What is it that gives a person “worth?” I’m old enough, and self aware enough, to know that worth is not measured by money.
Hey, I was a teacher! I’m married to a therapist. Money has never been our goal.
But what is it that lets us move through our days with a sense of self-worth?
At the tender and transitional age of 61, I’m struggling with this question once again.
You see, I used to find my sense of worth from my work. I have always worked, and had a purpose.
When I was only 22, I was a Russian interpreter. I took new immigrants to the doctor. I sat in therapy sessions, helping patient and doctor to understand each other. I helped with surgery, translating what the doctor wanted the patient to do during cataract surgery and cardiac catheterization.
I even helped to interpret at a baby’s birth. I was valued. I felt my worth.
Later, I became a speech pathologist, a job I held for 20 years. I helped families learn how to communicate with their disabled children. I helped those children to find their voices. I was valued. I knew that what I was doing was helpful and important.
And after many years I became a teacher. I taught fifth graders. I was a fun teacher. I was funny. I made learning interesting. No matter what, I will always know that I was very good at my job.
I felt so good about myself in those years. I felt worthy.
Then things changed. I lost my teaching job, and moved into retirement.
And this is where the question of worth has reappeared. When I have my granddaughter in my arms, I know that I am the most important person on earth. Ellie needs me. Ellie loves me. I am NONNI.
But it’s summer.
Ellie is home with her Mom and Dad and new baby brother. They are close by. I see them almost every day. I love them all more than I could ever express.
Now I have no role. I have no job. I have no way to measure my worth in this lovely world.
So, dear blog readers, I guess I’m fishing. (Phishing?)
Now I wonder, is a gray haired lady still useful if she isn’t physically able to manage her garden by herself? Is she still worth keeping if her husband works hard every day while she stays home and cleans things?
Does it count that this house has NEVER been this clean? Or that the closets are completely organized?
What do I do with myself on these long days? How do I define myself?
Is it legal to actually have three months of vacation while everyone else is working?
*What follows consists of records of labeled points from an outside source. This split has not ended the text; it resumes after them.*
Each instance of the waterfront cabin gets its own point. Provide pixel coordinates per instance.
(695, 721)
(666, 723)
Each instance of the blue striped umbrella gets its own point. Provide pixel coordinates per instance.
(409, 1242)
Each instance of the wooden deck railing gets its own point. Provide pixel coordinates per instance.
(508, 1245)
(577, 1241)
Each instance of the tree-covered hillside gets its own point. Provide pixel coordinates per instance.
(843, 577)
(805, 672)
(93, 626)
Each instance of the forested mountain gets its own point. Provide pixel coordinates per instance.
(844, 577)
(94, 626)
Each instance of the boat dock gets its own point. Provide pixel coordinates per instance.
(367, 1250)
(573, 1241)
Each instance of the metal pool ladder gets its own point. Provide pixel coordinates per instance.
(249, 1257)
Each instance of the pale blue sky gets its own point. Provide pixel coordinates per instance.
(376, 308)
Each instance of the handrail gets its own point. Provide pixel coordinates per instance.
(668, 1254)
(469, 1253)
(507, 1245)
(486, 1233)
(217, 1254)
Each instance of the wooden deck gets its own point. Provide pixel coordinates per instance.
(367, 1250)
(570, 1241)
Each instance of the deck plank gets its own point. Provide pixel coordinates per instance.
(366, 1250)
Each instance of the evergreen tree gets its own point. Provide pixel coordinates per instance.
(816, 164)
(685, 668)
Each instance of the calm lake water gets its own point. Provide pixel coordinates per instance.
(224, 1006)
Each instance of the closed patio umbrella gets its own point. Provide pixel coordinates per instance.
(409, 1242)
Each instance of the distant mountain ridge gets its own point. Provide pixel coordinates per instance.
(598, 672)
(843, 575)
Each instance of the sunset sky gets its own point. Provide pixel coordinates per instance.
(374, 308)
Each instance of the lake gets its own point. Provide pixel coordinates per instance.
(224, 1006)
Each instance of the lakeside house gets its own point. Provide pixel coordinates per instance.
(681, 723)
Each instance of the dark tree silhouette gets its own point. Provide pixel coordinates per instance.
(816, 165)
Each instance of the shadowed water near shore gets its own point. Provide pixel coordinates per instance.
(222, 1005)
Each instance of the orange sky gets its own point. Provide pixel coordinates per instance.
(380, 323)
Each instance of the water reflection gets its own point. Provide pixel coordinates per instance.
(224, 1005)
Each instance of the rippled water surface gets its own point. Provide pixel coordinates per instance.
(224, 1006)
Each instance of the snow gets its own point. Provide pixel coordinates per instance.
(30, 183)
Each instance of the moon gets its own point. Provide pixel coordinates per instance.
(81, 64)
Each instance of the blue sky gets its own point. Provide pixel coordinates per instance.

I swear, in September I will be back to working hard. I’ll have both two year old Ellie and three month old Johnnie. My arms, my heart and my day will all be full.
What about now? Do I earn some kind of Donna Reed points for the incredibly clean kitchen cabinets and the very fluffy towels in the bathroom? I was raised by one of the first feminists. I know that just being a “homemaker” isn’t an actual role in life.
But what else do I do while I’m waiting to go back to Nonni extraordinaire? How do I feel good about so many days where nothing is actually accomplished?
I have to admit. I think I’m nuts. I hate the fact that I do this to myself.
On the other hand, if anyone needs any alphabetized spices, come on over.